Yes, absolutely. Some of what will happen in digital transformations and bringing more AI and intelligence is traditional jobs and often middle management jobs will go away. But other jobs-- the ability to engage with customers differently, the ability to have deeper relationships, the ability for those who can adapt and learn and build new digital skills, the opportunities will be substantial. And then I think the fact that companies are so focused on adding to these skill sets in their organizations is a very encouraging sign.

But yes, the economy will reshape itself. The job market will. It has in the past. It will in the future. It will be at an even somewhat faster rate. That will create more emphasis on people, on companies to upskill their talent at all levels, to get people focused on bringing new kinds of value to customers or inside their operations. That's what we want to see.

- Rich, have you seen a pickup in your business from those companies looking to restructure their operations?

RICH LESSER: Yes. I mean, I think that there is a theme right now around resilience. And I think we see that from a number of different angles-- the amount of volatility in the world and uncertainty, the need to be more adaptive. Obviously, companies are preparing for a tougher economic landscape, I'd say first and foremost in Europe and the concerns about what's happening there, but also in the US. And we do see the negative news about what next year might bring.

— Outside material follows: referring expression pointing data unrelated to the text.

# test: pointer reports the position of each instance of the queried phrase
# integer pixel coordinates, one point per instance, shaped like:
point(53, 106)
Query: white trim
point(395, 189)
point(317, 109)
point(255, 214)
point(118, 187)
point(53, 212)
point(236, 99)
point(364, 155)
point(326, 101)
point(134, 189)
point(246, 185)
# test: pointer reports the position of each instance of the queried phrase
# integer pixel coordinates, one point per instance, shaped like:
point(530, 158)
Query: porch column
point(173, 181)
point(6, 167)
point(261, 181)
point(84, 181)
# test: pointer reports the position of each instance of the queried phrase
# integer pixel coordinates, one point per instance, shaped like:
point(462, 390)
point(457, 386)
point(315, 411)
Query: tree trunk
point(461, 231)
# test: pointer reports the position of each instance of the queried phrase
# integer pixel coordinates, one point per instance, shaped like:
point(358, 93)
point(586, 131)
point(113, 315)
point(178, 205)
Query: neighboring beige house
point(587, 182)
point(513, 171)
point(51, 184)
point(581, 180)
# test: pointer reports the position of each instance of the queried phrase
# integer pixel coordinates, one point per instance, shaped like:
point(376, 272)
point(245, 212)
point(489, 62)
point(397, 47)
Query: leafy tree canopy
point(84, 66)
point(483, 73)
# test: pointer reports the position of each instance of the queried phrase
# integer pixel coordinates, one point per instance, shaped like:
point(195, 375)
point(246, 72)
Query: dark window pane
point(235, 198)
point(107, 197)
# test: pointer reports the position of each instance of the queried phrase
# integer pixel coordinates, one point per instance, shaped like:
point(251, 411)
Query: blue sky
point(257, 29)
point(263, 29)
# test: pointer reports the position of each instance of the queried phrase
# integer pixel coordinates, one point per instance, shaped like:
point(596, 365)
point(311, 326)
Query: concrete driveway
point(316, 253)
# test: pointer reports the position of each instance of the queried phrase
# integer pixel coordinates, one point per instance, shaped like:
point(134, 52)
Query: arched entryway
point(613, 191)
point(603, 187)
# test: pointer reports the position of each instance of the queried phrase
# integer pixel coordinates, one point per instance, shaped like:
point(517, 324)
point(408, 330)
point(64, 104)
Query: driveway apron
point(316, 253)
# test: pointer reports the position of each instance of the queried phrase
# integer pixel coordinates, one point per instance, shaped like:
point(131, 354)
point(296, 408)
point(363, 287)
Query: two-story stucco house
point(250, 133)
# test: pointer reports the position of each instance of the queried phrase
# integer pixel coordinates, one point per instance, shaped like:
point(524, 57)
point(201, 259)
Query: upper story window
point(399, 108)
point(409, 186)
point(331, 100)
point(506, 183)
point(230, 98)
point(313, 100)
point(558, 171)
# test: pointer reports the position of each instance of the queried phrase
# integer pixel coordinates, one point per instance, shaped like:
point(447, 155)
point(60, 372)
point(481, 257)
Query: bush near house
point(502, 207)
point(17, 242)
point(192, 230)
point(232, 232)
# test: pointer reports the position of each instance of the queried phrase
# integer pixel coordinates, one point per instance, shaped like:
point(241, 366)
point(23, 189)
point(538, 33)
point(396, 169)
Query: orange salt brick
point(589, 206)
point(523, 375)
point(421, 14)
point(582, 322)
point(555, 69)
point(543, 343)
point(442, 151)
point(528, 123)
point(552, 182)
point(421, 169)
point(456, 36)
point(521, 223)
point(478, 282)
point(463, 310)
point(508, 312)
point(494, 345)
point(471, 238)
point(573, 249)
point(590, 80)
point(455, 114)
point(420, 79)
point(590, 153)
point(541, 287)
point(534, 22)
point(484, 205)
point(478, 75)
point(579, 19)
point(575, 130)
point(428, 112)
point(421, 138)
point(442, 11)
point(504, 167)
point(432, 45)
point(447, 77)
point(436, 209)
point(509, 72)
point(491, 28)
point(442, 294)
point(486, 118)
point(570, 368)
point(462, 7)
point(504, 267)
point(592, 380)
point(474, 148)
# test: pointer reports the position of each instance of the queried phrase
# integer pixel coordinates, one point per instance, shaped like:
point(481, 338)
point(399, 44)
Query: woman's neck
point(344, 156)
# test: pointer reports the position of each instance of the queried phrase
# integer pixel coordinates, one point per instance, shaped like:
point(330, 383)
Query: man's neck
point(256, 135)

So I do think what we would describe as this resilience focus, which is this intersection of productivity, adaptiveness, continued learning, and in some cases restructuring, I think those elements will be top of mind for CEOs. And we see it in the dialogues they're having.

But we have to distinguish between in the past, where resilience was just equated with cutting cost. You go back to 2008, '9, go back to other recessions, you talk about resilience and it's all about cost cutting. There will be an element of productivity. Companies have spent a lot on expenses. And there'll be ways to be more efficient.

But it will also be about this digitization, analytics, about sustainability, about the ability to be more adaptive in a world of very high uncertainty geopolitically, the energy landscape, macroeconomics, and so forth. I think resilience is taking on a broader and more sophisticated meaning in many companies. And that's a very healthy thing right now.

- At the same time, Rich, the public rhetoric from a lot of CEOs has been pretty negative. It hasn't necessarily expressed-- there's been some nuance of resilience, but in general it's been relatively gloomy. Do you think, particularly after, say, the financial crisis, that CEOs tend to opt for more gloomy public-facing speech than they do more optimistic? Because the downside is worse if you're-- in other words, you'd rather have the upside if you're too pessimistic than have the downside if you're too optimistic.

RICH LESSER: I think in worlds of very high uncertainty, and particularly when so much of the broader news-- I mean, if you read the press every day, you'd be shocked we're not already in a deep recession, given the conversations and the headlines that we often read. And I think if you're a CEO and you're staring at that much uncertainty, it is far better in your interest-- more in your interest to be conservative in your outlook and talking about the downsides you might need to navigate than being overly optimistic and risk looking like you've missed expectations, looking like you've misled people. I think it's hard to be overly optimistic.

But actions speak along with words. And if you look at the broader economy and the amount of layoffs that have been announced, the continued job growth we see, I think that, yes, we need to listen to the words. And I do think there's downside risk next year. I don't want to be naive about that.

But I actually think for many companies, they see how hard it is to hire talent. They don't want to overreact, to get ahead of it on the job side too fast. They realize they need to build digital and analytic capabilities. They realize they need to be prepared for uncertainty at both ends, the upsides and the downsides.

And so they are being very cautious externally in what they say. But they are trying to be balanced in the actions that they take. And that's a tough road to be in right now because the uncertainty is very high right now.